А дальше была череда госпиталей, ампутация ноги и долгое лечение. Особо запомнился последний госпиталь, расположенный в бывшей школе в городе Горьком.
Чья-то "умная голова" придумала привести в палату к раненым детей из детского сада. По задумке, ребятишки должны были подойти к каждому из раненых и прочитать им заранее заученный простой стишок и вручить небольшой подарок.
К Ивану Яковлевичу подвели какого-то малыша лет четырех-пяти. Он начал было что-то лепетать, но вдруг горько, навзрыд расплакался и его немедленно увели. Как потом выяснилось, у этого пацаненка совсем недавно на фронте убили отца и его маленькое сердчишко не выдержало вида изувеченных взрослых дядей - ровесников его папки...
За два дня до намеченного урока с рассказом о войне Вера Максимовна подошла к Вите Пантелееву, чтобы узнать - придет ли его прадедушка на урок? Оказалось, что у Ивана Яковлевича заболело сердце и его положили в больницу.
Тотчас после уроков она накупила на рынке разных сладостей и фруктов, истратив на это значительную часть своей мизерной зарплаты и поспешила к больному. После недолгих переговоров с лечащим врачом ее допустили в палату.
Иван Яковлевич лежал под капельницей, с ним сидела мама Вити. Она недобро глянула на учительницу, но Иван Яковлевич попросил ее:
- Оленька, погуляй, пожалуйста. Нам с Верой Максимовной надо поболтать.
Та молча встала и вышла, пробормотав:
- Один раз уже поговорили...
Оставшись наедине с больным, Вера Максимовна присела на стул возле постели больного и... заплакала.
- Простите меня, дуру, я не подумала, что воспоминания обернутся вот так, - сквозь слёзы проговорила она.
- Ну, что ты. дочка, перестань, - начал ее успокаивать старик. - Ты не виновата. Это война нас всех обожгла. Вот и ты, хоть и родилась значительно после войны, а и тебе досталось. Ты же сама рассказывала мне про дедушку и бабушку... Понимаешь, вот что еще обидно: с теми, с кем мне пришлось хоть немножко повоевать, я не имею никакой связи - не успели мы обменяться адресами. Да и живы ли они остались в этой мясорубке? Так что и фронтовых товарищей у меня не оказалось. Не с кем поделиться пережитым...
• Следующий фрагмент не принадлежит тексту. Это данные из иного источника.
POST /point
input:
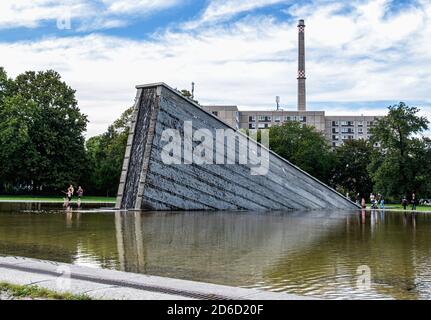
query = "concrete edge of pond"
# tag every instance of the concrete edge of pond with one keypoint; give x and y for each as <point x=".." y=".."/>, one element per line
<point x="118" y="285"/>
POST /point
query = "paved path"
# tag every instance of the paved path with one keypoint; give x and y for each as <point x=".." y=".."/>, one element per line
<point x="110" y="284"/>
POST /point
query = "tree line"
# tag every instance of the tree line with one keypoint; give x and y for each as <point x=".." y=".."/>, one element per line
<point x="43" y="147"/>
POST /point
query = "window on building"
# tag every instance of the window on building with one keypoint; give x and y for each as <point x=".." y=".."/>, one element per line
<point x="264" y="118"/>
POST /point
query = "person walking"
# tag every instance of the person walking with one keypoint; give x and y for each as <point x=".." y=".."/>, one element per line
<point x="357" y="199"/>
<point x="70" y="192"/>
<point x="80" y="192"/>
<point x="382" y="202"/>
<point x="373" y="201"/>
<point x="363" y="203"/>
<point x="404" y="202"/>
<point x="414" y="202"/>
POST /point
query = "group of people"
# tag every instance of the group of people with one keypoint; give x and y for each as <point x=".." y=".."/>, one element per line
<point x="414" y="202"/>
<point x="71" y="191"/>
<point x="378" y="201"/>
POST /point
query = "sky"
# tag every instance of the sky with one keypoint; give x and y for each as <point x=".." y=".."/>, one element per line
<point x="361" y="55"/>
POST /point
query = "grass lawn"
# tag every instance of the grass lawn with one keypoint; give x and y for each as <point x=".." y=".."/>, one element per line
<point x="56" y="199"/>
<point x="400" y="207"/>
<point x="34" y="292"/>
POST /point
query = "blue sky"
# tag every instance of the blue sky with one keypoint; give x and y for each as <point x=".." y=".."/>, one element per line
<point x="362" y="55"/>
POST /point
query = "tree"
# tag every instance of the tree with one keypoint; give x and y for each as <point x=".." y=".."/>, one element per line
<point x="350" y="172"/>
<point x="41" y="119"/>
<point x="399" y="167"/>
<point x="105" y="154"/>
<point x="304" y="147"/>
<point x="186" y="93"/>
<point x="16" y="116"/>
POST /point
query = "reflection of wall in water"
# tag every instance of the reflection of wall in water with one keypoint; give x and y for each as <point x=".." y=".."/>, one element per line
<point x="218" y="247"/>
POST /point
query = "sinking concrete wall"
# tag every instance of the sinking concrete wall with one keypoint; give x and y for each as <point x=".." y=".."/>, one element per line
<point x="147" y="183"/>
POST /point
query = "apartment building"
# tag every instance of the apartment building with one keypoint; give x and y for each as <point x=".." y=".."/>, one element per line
<point x="336" y="129"/>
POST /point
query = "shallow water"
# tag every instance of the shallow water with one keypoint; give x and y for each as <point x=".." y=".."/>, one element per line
<point x="306" y="253"/>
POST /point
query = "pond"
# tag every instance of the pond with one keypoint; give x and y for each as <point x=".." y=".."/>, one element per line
<point x="322" y="254"/>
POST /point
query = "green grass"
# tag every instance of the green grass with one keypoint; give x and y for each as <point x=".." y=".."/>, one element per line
<point x="400" y="207"/>
<point x="56" y="199"/>
<point x="35" y="292"/>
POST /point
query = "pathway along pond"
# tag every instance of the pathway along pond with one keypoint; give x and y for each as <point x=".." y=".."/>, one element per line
<point x="306" y="253"/>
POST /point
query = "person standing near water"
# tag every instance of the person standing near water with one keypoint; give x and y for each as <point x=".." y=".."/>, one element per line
<point x="414" y="202"/>
<point x="382" y="202"/>
<point x="70" y="192"/>
<point x="80" y="192"/>
<point x="404" y="203"/>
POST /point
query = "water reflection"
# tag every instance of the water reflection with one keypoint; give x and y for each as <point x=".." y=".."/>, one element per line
<point x="311" y="253"/>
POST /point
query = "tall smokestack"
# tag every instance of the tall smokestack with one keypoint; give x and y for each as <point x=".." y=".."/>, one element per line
<point x="301" y="66"/>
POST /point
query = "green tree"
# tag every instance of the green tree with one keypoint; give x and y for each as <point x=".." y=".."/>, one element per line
<point x="105" y="154"/>
<point x="17" y="153"/>
<point x="304" y="147"/>
<point x="351" y="167"/>
<point x="399" y="167"/>
<point x="50" y="125"/>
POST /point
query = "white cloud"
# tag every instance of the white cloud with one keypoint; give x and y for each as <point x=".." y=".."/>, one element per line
<point x="355" y="56"/>
<point x="88" y="14"/>
<point x="221" y="10"/>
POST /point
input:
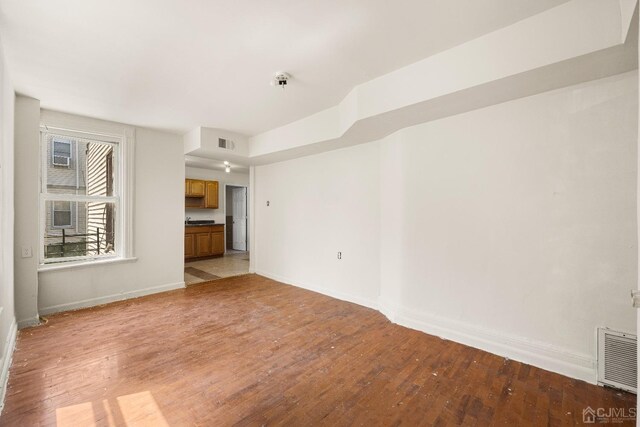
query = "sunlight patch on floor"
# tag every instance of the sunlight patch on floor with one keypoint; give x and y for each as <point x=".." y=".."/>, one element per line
<point x="138" y="409"/>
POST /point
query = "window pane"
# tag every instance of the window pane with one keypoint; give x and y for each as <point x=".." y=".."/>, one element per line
<point x="92" y="230"/>
<point x="62" y="148"/>
<point x="79" y="166"/>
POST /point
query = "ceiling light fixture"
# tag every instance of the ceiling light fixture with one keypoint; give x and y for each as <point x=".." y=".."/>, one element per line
<point x="280" y="79"/>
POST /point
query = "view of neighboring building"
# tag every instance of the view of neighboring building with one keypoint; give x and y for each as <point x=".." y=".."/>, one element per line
<point x="78" y="167"/>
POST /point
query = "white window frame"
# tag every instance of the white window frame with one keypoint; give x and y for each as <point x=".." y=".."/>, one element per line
<point x="53" y="152"/>
<point x="122" y="138"/>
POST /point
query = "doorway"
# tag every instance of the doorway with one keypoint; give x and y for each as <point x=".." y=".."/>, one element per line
<point x="236" y="200"/>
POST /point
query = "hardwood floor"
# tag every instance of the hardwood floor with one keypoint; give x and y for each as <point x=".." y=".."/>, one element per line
<point x="250" y="351"/>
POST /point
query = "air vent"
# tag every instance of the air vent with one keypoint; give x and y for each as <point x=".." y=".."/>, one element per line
<point x="226" y="144"/>
<point x="617" y="360"/>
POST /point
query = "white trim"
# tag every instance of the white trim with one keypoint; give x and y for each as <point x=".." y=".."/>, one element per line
<point x="26" y="323"/>
<point x="539" y="354"/>
<point x="91" y="262"/>
<point x="322" y="290"/>
<point x="110" y="298"/>
<point x="7" y="358"/>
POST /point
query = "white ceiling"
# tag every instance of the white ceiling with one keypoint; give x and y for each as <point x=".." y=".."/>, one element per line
<point x="178" y="64"/>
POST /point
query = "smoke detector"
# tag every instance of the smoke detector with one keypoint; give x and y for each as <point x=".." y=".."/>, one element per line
<point x="280" y="79"/>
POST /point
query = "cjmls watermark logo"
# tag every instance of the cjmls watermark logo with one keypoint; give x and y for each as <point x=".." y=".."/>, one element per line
<point x="607" y="415"/>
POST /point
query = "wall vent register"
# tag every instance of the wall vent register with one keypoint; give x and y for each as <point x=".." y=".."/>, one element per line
<point x="226" y="144"/>
<point x="617" y="360"/>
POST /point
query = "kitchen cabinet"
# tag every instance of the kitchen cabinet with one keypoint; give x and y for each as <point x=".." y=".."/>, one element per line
<point x="194" y="188"/>
<point x="203" y="241"/>
<point x="201" y="194"/>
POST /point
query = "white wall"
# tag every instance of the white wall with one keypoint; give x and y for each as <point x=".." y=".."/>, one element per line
<point x="27" y="227"/>
<point x="510" y="228"/>
<point x="218" y="215"/>
<point x="318" y="206"/>
<point x="7" y="313"/>
<point x="158" y="229"/>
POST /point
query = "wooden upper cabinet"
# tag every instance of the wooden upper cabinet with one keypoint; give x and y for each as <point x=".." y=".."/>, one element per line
<point x="211" y="198"/>
<point x="201" y="194"/>
<point x="194" y="188"/>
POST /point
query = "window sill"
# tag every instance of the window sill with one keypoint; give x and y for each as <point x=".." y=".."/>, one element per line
<point x="83" y="264"/>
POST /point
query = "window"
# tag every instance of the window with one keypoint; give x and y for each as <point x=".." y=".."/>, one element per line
<point x="61" y="153"/>
<point x="83" y="215"/>
<point x="62" y="215"/>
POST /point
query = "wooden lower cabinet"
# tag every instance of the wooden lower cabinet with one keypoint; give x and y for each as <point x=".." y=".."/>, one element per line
<point x="203" y="242"/>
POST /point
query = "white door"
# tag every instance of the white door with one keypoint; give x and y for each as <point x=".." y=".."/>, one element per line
<point x="239" y="200"/>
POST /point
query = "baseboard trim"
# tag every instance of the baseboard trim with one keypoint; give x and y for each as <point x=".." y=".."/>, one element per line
<point x="542" y="355"/>
<point x="321" y="290"/>
<point x="25" y="323"/>
<point x="110" y="298"/>
<point x="7" y="358"/>
<point x="539" y="354"/>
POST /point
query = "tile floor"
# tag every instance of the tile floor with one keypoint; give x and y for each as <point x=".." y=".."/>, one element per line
<point x="233" y="263"/>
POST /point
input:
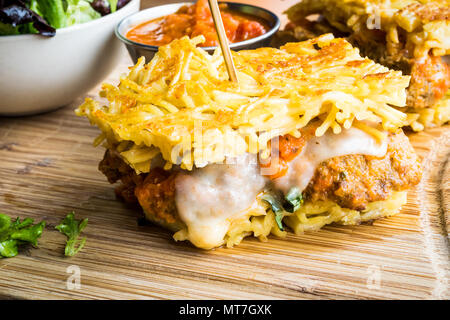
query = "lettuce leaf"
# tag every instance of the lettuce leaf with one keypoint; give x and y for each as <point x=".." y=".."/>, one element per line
<point x="80" y="11"/>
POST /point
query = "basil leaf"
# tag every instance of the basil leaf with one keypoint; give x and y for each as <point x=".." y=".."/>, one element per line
<point x="294" y="200"/>
<point x="277" y="208"/>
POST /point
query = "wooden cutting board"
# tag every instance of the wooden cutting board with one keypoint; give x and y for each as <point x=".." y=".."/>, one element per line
<point x="49" y="168"/>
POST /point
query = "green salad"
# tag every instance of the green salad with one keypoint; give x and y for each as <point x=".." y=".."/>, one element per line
<point x="45" y="16"/>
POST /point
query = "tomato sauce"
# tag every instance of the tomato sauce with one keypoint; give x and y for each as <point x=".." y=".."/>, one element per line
<point x="196" y="20"/>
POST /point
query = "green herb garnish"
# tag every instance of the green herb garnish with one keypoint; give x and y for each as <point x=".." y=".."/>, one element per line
<point x="294" y="200"/>
<point x="16" y="233"/>
<point x="277" y="207"/>
<point x="72" y="229"/>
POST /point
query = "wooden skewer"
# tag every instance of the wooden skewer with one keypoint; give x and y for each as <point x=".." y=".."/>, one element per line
<point x="223" y="40"/>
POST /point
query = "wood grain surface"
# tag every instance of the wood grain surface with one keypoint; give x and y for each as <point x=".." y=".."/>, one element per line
<point x="49" y="167"/>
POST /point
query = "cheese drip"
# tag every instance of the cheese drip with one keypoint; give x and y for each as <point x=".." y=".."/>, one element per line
<point x="319" y="149"/>
<point x="210" y="198"/>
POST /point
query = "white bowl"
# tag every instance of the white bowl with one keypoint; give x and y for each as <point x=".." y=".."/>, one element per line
<point x="38" y="74"/>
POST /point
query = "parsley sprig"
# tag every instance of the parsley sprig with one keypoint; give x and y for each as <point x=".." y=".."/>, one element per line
<point x="13" y="234"/>
<point x="72" y="229"/>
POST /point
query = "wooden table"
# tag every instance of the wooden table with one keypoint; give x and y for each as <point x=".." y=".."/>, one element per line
<point x="49" y="167"/>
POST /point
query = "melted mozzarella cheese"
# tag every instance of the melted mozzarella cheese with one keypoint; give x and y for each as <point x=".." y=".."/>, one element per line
<point x="319" y="149"/>
<point x="208" y="198"/>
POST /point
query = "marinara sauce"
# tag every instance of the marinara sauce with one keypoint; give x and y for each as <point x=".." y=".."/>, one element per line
<point x="196" y="20"/>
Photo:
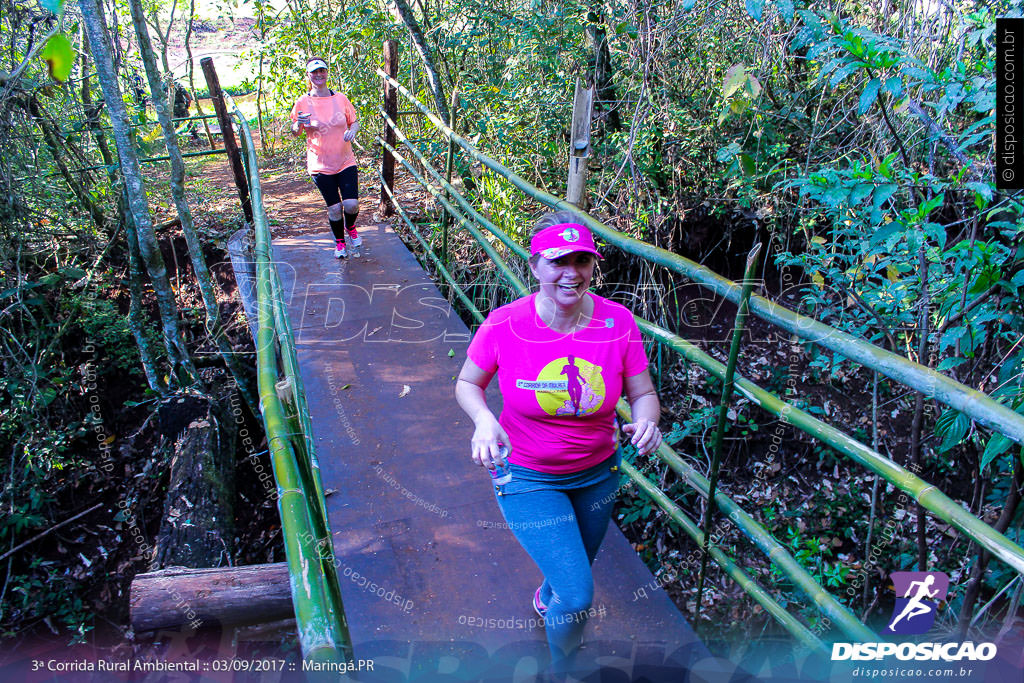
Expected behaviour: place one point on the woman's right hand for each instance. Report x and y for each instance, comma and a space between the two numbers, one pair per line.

Вошедшая в палату медсестра прервала разговор - больному нужен покой...
От автора
Этот рассказ написан на основе встречи с единственным оставшимся в живых сталинградцев-окопников, защищавших завод "Красный Октябрь", с которым судьба свела меня в одном номере гостиницы Волгограда, куда этот одноногий инвалид в последний раз приехал на празднование годовщины окончания Сталинградской битвы. Себя автор вывел в образе малолетнего расплакавшегося малыша - это реальный факт из моей жизни.